Here this operation can be either addition or concatenation. It turns out the unit has one way out. This output is added to the list of available "inputs" for the next block. And then the next block is generated. Thus, the generation process is as follows:

The first input is selected, with which we do something (for the first block it can be the output of the previous layer or the layer under it, or the input data, if it is the first layer). Those. LSTM issues softmax number, which input to take. And this is learning through RL.
Similarly, the second entrance is selected.
The operation is selected, what to do with input 1 (from the list of operations in the picture above)
The same for input 2.
The operation of combining the results of steps 3 and 4 is selected, and the resulting output is added to the pool of available inputs to generate the next block. Those. in points 1 and 2 for the next block, LSTM will select inputs from the list to which the output of the resulting block has already been added.

Thus, to generate a single block, LSTM spits five times. And they chose such blocks for each Cell ... also 5. Apparently, in order to confuse with that 5, which is the number of block generation steps. Therefore, to generate a single cell, LSTM is spat 25 times. And since both Normal Cell and Reduction Cell need to be generated, you need to spit two more times. They write this as a 2 × 5B formula, where B, the hyperparameter of the number of blocks, is 5.
So, the result of the best generated Cell is shown.

Why so? Ask LSTM, she knows better. But there are types of residual compounds, some blocks that are not typical for modern architectures, and nothing at all incomprehensible. But it works well for generally different networks in recognition and image segmentation. The main thing is to insist on the desired number of times. Interestingly, these are not the only good cells, and there are others that also work well, but visually inside are completely different (there are others in the app).

They also compare the teaching method. It’s debatable that RL teaches something better there than random search, and therefore they conducted experiments with bruteforce on the selection of architecture and showed that RL works better.

By the way, for RL they use Proximal Policy Optimization https://blog.openai.com/openai-baselines-ppo/ . They teach this stuff on a 500 (!) GPU, where almost all of them are slave workers who check the generated LSTM architectures. The number of iterations (trained neural networks on CIFAR) is tens of thousands.

Total.

The meta-learning algorithm itself turned out to be very simple. Compared to all sorts of alpha go there, there is one thin LSTM and that's it. No rocket ideas.
The idea in order not to generate the whole architecture, but to generate universal cells that can flow down, is undoubtedly excellent, and it took off.
The results on pattern recognition are afigenna, you can take and use the found cell architecture in your picture recognition projects, it should work.
It is not possible to repeat their results at home due to the need of the 500GPU, as well as, by the way, all other similar Google works.

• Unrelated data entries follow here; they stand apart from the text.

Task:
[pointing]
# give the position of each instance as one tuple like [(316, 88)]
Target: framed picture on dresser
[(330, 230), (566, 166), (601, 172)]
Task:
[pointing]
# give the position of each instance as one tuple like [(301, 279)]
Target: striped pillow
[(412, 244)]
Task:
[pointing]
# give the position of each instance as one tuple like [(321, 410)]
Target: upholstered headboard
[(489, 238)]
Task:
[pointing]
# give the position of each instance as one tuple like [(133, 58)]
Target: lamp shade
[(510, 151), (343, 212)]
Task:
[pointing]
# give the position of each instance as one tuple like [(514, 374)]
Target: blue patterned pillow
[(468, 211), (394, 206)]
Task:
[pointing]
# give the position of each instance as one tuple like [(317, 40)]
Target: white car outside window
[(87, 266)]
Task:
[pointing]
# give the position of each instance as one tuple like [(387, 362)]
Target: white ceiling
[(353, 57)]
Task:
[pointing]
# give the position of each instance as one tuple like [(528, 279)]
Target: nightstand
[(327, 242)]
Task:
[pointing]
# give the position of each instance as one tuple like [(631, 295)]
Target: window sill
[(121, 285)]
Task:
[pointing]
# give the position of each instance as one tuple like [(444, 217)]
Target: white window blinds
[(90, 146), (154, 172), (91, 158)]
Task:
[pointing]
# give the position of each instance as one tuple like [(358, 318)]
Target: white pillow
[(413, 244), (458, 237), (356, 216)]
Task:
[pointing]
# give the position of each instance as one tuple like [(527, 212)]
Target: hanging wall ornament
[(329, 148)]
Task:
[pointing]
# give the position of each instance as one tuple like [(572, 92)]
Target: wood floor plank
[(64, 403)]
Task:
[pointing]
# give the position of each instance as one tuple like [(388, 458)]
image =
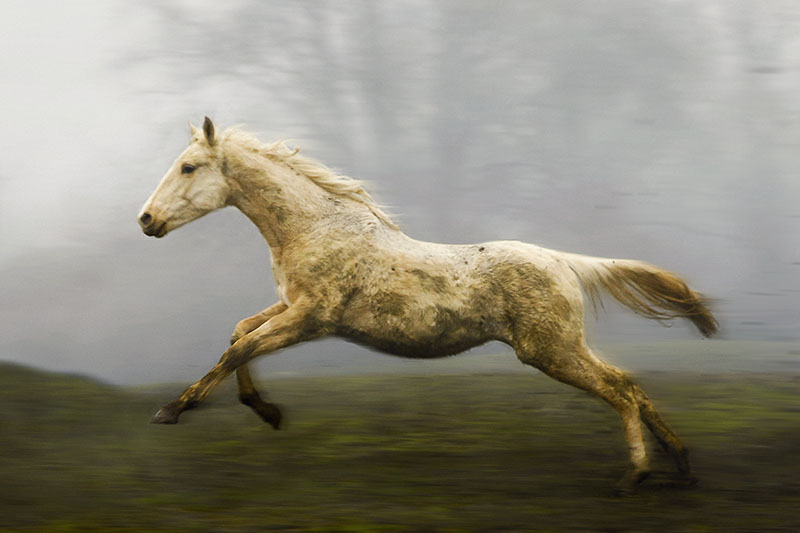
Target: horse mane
[(319, 174)]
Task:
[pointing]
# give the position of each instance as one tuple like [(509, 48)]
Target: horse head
[(193, 186)]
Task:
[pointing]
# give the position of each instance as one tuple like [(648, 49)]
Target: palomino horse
[(342, 267)]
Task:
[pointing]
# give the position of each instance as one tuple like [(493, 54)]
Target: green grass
[(482, 452)]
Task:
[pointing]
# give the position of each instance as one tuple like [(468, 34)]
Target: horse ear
[(208, 129)]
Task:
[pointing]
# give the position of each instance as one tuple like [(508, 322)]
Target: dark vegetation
[(393, 452)]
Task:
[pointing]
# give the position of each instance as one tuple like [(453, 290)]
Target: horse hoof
[(167, 415), (627, 485), (271, 414)]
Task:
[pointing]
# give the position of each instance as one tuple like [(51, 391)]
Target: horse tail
[(646, 289)]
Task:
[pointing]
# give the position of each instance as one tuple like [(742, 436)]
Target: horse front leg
[(250, 323), (248, 394), (295, 324)]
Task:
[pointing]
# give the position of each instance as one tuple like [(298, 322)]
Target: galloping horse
[(343, 268)]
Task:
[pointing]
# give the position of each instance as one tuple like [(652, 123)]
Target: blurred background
[(664, 131)]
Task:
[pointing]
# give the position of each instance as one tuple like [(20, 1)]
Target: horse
[(344, 268)]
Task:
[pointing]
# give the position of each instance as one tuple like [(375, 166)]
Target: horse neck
[(282, 203)]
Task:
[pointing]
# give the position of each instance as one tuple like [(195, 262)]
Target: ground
[(472, 452)]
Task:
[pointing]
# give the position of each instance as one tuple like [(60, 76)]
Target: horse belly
[(421, 332)]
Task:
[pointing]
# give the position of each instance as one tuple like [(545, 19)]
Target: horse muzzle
[(151, 226)]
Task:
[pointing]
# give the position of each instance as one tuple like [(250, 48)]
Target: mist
[(657, 131)]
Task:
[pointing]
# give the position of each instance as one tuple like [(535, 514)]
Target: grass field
[(482, 452)]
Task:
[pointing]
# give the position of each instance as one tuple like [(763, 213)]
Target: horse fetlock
[(168, 414)]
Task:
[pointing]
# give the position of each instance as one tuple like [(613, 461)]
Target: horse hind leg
[(581, 369), (248, 395), (668, 440)]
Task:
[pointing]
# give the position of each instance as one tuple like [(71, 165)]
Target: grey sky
[(663, 131)]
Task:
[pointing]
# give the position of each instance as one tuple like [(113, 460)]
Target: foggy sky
[(662, 131)]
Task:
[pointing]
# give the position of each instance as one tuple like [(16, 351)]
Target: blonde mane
[(321, 175)]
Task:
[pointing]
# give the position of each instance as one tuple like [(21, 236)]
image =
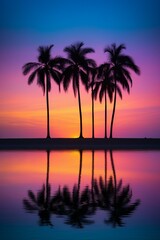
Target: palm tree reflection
[(77, 205), (42, 202), (115, 198)]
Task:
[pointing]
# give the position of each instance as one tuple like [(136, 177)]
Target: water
[(79, 195)]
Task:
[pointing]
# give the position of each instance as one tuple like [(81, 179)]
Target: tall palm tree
[(105, 86), (77, 203), (44, 70), (76, 70), (121, 65), (93, 73)]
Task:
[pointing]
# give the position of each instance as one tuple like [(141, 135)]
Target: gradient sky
[(25, 25)]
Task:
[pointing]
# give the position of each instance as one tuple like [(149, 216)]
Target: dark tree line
[(105, 81)]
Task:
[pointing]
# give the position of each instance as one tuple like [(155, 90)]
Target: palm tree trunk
[(47, 105), (105, 169), (80, 111), (113, 112), (105, 114), (92, 113), (80, 173), (47, 179)]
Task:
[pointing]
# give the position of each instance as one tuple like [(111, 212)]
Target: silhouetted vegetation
[(105, 80), (77, 205)]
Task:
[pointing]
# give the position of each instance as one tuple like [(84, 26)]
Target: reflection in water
[(77, 205)]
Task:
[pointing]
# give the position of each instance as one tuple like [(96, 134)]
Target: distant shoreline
[(77, 143)]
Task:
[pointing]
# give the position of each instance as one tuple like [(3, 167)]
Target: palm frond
[(28, 67)]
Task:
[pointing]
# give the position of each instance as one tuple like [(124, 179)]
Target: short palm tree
[(105, 86), (120, 66), (44, 70), (76, 70)]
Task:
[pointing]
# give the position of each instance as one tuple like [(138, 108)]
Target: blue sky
[(25, 25)]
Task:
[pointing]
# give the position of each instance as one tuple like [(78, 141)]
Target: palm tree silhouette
[(42, 202), (76, 69), (105, 86), (93, 73), (44, 70), (77, 203), (120, 201), (120, 66)]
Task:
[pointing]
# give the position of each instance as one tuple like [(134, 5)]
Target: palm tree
[(120, 201), (44, 70), (120, 66), (42, 202), (105, 86), (76, 69), (93, 72), (77, 203)]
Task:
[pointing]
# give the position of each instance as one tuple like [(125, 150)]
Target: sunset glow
[(23, 108)]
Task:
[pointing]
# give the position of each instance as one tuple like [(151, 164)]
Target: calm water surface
[(79, 195)]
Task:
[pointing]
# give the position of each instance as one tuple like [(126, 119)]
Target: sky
[(26, 25)]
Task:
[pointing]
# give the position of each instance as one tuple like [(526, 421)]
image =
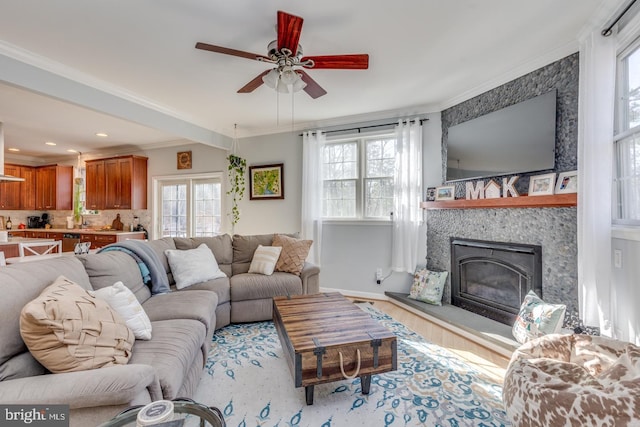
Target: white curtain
[(312, 192), (407, 195), (595, 173)]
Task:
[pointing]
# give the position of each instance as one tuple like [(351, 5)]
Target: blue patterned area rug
[(247, 378)]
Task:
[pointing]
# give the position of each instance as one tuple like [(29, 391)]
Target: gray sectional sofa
[(183, 322)]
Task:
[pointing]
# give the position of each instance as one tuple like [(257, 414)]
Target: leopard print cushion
[(573, 380)]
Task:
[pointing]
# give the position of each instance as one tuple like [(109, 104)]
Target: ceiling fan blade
[(228, 51), (348, 62), (289, 29), (313, 89), (253, 84)]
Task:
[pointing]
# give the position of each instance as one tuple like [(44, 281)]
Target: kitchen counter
[(16, 240), (78, 231), (98, 238)]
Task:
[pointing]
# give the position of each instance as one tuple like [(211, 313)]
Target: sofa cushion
[(265, 259), (30, 278), (124, 302), (248, 286), (159, 246), (194, 305), (106, 268), (294, 253), (172, 351), (193, 266), (66, 329), (219, 245), (244, 248), (220, 286)]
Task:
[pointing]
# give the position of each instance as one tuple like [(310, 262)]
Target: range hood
[(4, 177)]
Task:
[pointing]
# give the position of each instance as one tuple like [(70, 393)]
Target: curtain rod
[(607, 31), (359, 128)]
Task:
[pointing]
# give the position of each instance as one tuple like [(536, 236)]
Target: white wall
[(269, 216), (350, 252), (625, 282)]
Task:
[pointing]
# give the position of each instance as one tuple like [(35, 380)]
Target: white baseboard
[(357, 294)]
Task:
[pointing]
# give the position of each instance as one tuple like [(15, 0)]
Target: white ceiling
[(425, 55)]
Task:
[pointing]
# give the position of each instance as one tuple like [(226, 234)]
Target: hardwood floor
[(491, 363)]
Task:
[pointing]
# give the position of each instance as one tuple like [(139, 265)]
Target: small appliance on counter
[(33, 222), (38, 222)]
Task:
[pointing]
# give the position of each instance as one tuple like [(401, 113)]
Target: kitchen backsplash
[(58, 219)]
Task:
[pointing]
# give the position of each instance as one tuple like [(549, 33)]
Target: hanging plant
[(236, 173), (77, 200)]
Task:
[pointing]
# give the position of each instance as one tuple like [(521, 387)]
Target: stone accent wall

4. AdaBatch: Adaptive Batch Sizes for Training Deep Neural Networks

Authors: A. Devarakonda, M. Naumov, and M. Garland, University of California & NVIDIA, 2017
→ Original article
Review author: Yegor Panfilov (in Slake egor .panfilov)

It so happened that when learning DNN, convergence is higher on small bats and better solutions are found. But only soon the Bitcoin bubble will burst, and a lot of crazy iron will appear on the market, which would be good to be able to dispose of for training in parallel (ie, to learn on large batch).

The authors propose a novel (lol) approach to AdaBatch, in which the size of a batch increases in the learning process adaptively. In a sense, this is equivalent to using learning rate decay, however, the authors show that both techniques can be used together.
The idea was tested on VGG, ResNet, AlexNet on datasets CIFAR-10, CIFAR-100, ImageNet. Compared with similar architectures, where batch size is fixed.
At one P100 on CIFAR-100 every 20 epochs used learning rate decay 0.75, and for the adaptive method they also increased the size of the batch by 2 times. As a result, the network with adaptive batch size gained the same quality as with a small, but direct and reverse pass, on average, took place 1.25, 1.15 and 1.46 times faster (respectively, in architecture).

The next experiment mixed 4 P100s and PyTorch.nn.DataParallel and overclocked to 1024-16384 batches (used lr warmup (technique from Facebook, if you remember) at the beginning, after - lr decay 0.5 and doubling the batch every 20 epochs). According to the results, they again achieved a quality similar to training with a fixed 128 batch, but 3.5 times faster for VGG19 and 6.2 times faster for ResNet-20.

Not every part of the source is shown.